As someone who’s only ever been on the patient side of things, what is concordance in the medical sense here? What sets it apart from compliance and adherence?
Warning I’m going to be simplifying things a lot with regards to medical treatment. Medical treatment obviously refers to more than just taking a pill or doing an exercise, I’m trying to keep this light and as widely applicable as possible and you can feel free to substitute any intervention as necessary and you can obviously ask me to clarify or question or correct my wording. Also a lot of the wording may seem like I’m talking about non chronic situations but it applies equally.
Compliance refers to how close a patient adheres to the agenda set by the medical professional. It’s whether you take your medication as prescribed by your doctor, whether you do the rehabilitation as told, whether you do all the exercises your physio showed you. If you aren’t compliant you are not doing as you are told, if you are compliant you do as you are asked.
Adherence is active participation in an agenda. So if based on guidance from a medical professional you make lifestyle changes and stick to them even when not watched you are adherent. Adherence is you making a habit of taking your pills, it’s making and following an exercise plan, etc.
So in other words if you don’t take a pill your doctor is telling you to take you are non-compliant, if you haven’t made a habit of taking your pills as part of your regimen you are non-adherent.

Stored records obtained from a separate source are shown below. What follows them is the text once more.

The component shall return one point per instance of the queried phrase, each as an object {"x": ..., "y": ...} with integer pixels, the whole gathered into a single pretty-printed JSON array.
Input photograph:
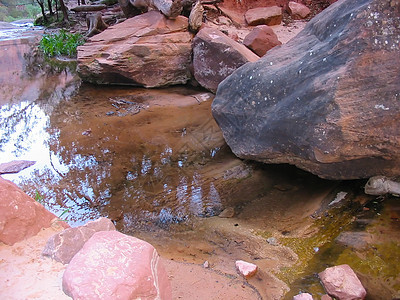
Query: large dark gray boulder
[{"x": 328, "y": 101}]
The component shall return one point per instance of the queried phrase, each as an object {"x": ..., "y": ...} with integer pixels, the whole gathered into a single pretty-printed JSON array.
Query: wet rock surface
[
  {"x": 216, "y": 56},
  {"x": 342, "y": 283},
  {"x": 246, "y": 269},
  {"x": 63, "y": 246},
  {"x": 114, "y": 265},
  {"x": 15, "y": 166},
  {"x": 147, "y": 50},
  {"x": 20, "y": 215},
  {"x": 326, "y": 101}
]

Concordance is the agreement between a patient and a medical professional with regards to their agenda and their understanding of their own disease process (uhh i forget what the english name for that is). It refers in totality to the process of aligning the doctors desired agenda and the patients desired agenda, the level to which the two are in alignment and the patients engagement with the plan set forth. So in order to have concordance a medical professional must take into account the physical, social and psychological premises under which you exist and help you reach a treatment plan and a common agenda. Conversely you must as a patient be an active part of the planning of your treatment plan, advocate for your needs, and be honest about your ability to follow any plan and vulnerable enough to take it into account when making a plan and in your discussions with a healthcare professional.
So if you are actively changing your schedule to accommodate a treatment plan you think is ridiculous and which does not account for you as a person outside of the immediate list of symptoms you may be adherent, but there is no concordance. But if you helped set your schedule and as a result feel engaged in your own treatment and wish to follow it, there is concordance.
Some people point out that the framing of adherence and concordance puts a lot of responsibility on patients rather than doctors, and that it may be a way to avoid responsibility for the outcome of patient care. Others point out that a compliance based model limits patient autonomy which is supposed to be a core value of patient care and is likely to be less effacacious.
First of all, thank you so much for the explanation, I don’t think I’ve ever had anyone explain “medical talk” this explicitly to me.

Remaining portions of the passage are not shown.